When my son and this blog were newborns, I purchased a copy of Seth Lerer’s Children’s Literature: A Reader’s History and began reading some of the classic children’s books that I loved as a child and/or that have been influential in creating children’s literature as we know it. My project through the classics in that book got rather derailed as my baby became a toddler.
Now he’s a preschooler and I’m expecting another baby. I still don’t have the time (or the motivation, to be honest) to follow a progressive approach to reading through classic stories of the past1, but I certainly enjoy reading literary criticism of literature and the history of the stories that are the foundation for children’s literature today.
Enchanted Hunters, Maria Tatar’s volume on “The Power of Stories in Childhood,” is enjoyable and informative for the reader of children’s literature, for the parent who reads to a child, and for the reader who enjoys fairy tales. She discusses children’s literature from a few different approaches, including literary criticism, history, and personal opinions.
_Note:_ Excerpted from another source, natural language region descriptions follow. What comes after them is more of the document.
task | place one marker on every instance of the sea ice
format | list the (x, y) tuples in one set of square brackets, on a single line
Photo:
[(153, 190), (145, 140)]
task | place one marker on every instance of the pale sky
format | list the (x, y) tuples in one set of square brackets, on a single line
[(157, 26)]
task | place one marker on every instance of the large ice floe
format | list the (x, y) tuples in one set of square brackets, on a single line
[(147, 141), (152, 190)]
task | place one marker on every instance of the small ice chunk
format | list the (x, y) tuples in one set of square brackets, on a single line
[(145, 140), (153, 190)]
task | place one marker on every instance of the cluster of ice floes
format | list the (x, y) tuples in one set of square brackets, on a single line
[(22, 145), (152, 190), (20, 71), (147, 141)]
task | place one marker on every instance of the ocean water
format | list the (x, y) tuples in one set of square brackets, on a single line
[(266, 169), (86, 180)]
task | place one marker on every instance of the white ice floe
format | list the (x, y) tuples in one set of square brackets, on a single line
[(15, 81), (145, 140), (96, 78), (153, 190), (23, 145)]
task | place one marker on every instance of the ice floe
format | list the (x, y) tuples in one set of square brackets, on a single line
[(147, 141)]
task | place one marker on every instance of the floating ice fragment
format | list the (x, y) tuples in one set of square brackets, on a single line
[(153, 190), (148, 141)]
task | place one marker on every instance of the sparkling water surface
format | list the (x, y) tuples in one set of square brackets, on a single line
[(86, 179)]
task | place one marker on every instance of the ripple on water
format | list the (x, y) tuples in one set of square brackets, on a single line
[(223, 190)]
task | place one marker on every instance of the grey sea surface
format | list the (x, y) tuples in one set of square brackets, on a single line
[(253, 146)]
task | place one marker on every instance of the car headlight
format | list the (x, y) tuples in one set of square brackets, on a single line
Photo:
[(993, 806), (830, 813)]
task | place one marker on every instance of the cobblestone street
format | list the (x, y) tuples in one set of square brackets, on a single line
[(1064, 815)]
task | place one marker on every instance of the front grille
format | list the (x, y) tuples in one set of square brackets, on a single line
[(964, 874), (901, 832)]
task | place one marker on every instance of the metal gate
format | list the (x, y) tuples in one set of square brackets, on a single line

Tatar’s literary criticism of the classics of children’s literature, from The Secret Garden to The Magic Tollbooth, did not always resonate with me, but I still loved reading her thoughts. The great thing about literary criticism is that one can approach it as her or she sees it, and I love getting the different perspectives on favorites. She discusses the characters in novels as representatives continuing the traditions of fairy tales of the past (Charlotte from E.B.White’s classic as the magical “Rumpelstiltskin” like character weaving straw in to gold). She hones in on why Goodnight Moon works (and does not) as a bedtime story. Since my post on Goodnight Moon remains the post on Rebecca Reads with the greatest number of hits, I found is fascinating to read her criticisms (even if I still love it as the best picture book/goodnight book ever written).
On another level, as may be evident by the mentions in the paragraph above, Enchanted Hunters is a history of the development of children’s literature. Although Tatar does not chronologically or topically follow the history as Lerer did in his volume, she does specifically discuss literature’s development for children in chapter 2, subtitled “Storytelling and the Invention of Bedtime Reading.” Further, as I mention above, as she analyses the best of children’s literature, she puts the beloved characters and scenarios in context. I loved seeing the patterns throughout children’s literature, and it got me excited to revisit some of these wonderful classics.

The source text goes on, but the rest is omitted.